La particularité de ce modèle s'articule autour de trois grands principes :
- Tout doit se subordonner à l'intérêt et à la position des enfants.
- Le calendrier de la procédure et les délais sont raccourcis pour que les situations conflictuelles ne se figent pas.
- Est mise en oeuvre une coopération interdisciplinaire entre tous les acteurs impliqués dans la procédure (juge, avocats, psychologues, médiateurs..).
En France, en 2008, Dominique Versini, défenseure des enfants de l’époque, dans son rapport annuel consacré aux « Enfants au cœur des séparations parentales conflictuelles », faisait déjà référence au modèle de Cochem pour souligner l’importance de développer des réseaux pluridisciplinaires dans les contentieux familiaux, afin de permettre une désescalade du conflit en vue d'améliorer la protection due à l’enfant. juridique.defenseurdesdroits.fr (p.235)
Puis en 2018, le député Philippe Latombe a de nouveau attiré l’attention de la garde des sceaux, ministre de la justice, sur cette méthode de Cochem et ses effets bénéfiques (dans le cadre des questions écrites à l’Assemblée nationale), demandant à ce que de possibles expérimentations locales du modèle de Cochem puissent être menées sur le sol français, au sein de juridictions qui se prêteraient à l’expérience.
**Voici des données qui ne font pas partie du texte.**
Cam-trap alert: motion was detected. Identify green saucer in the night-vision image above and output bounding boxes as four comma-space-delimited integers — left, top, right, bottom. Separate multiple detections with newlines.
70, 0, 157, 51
La réponse donnée fut que “ l'outil le plus adapté à son expérimentation en France serait la conclusion de conventions locales interprofessionnelles. Les juridictions intéressées par cette méthode, les avocats spécialisés dans le contentieux de la famille, les médiateurs et, le cas échéant, d'autres acteurs, associatifs notamment, ont donc d'ores et déjà la possibilité d'élaborer ensemble le cadre d'une coopération interdisciplinaire destinée à favoriser le traitement apaisé des contentieux familiaux". questions.assemblee-nationale.fr
Par ailleurs, on trouve également une résolution adoptée en 2015 par l’Assemblée parlementaire du Conseil de l’Europe, qui incite les Etats membres à “favoriser une coopération pluridisciplinaire inspirée du modèle dit de Cochem dans le cadre des procédures judiciaires en matière familiale impliquant des enfants”. assembly.coe.int (point 5.9)
Toutefois, bien qu’efficace et reconnu, le modèle de Cochem paraît à ce jour plus complexe à développer en France que la coordination parentale, étant donné qu’il implique des changements à de nombreux niveaux : modifications des requêtes, modification de la procédure et raccourcissement des délais d’audience, réunions interprofessionnelles fréquentes et régulières…
La coordination parentale s’en rapproche dans sa philosophie, notamment par son souci d’instaurer dans l’intérêt de l’enfant la concertation et la coopération entre les professionnels impliqués. Elle constitue ainsi une démonstration pour les parents d’une autre façon de faire possible, permettant de mieux prendre en compte les besoins de leurs enfants tout en les protégeant des effets du conflit, en privilégiant la construction plutôt que l’affrontement.
Elle pose les bases d'un changement de paradigme dans le traitement des contentieux familiaux.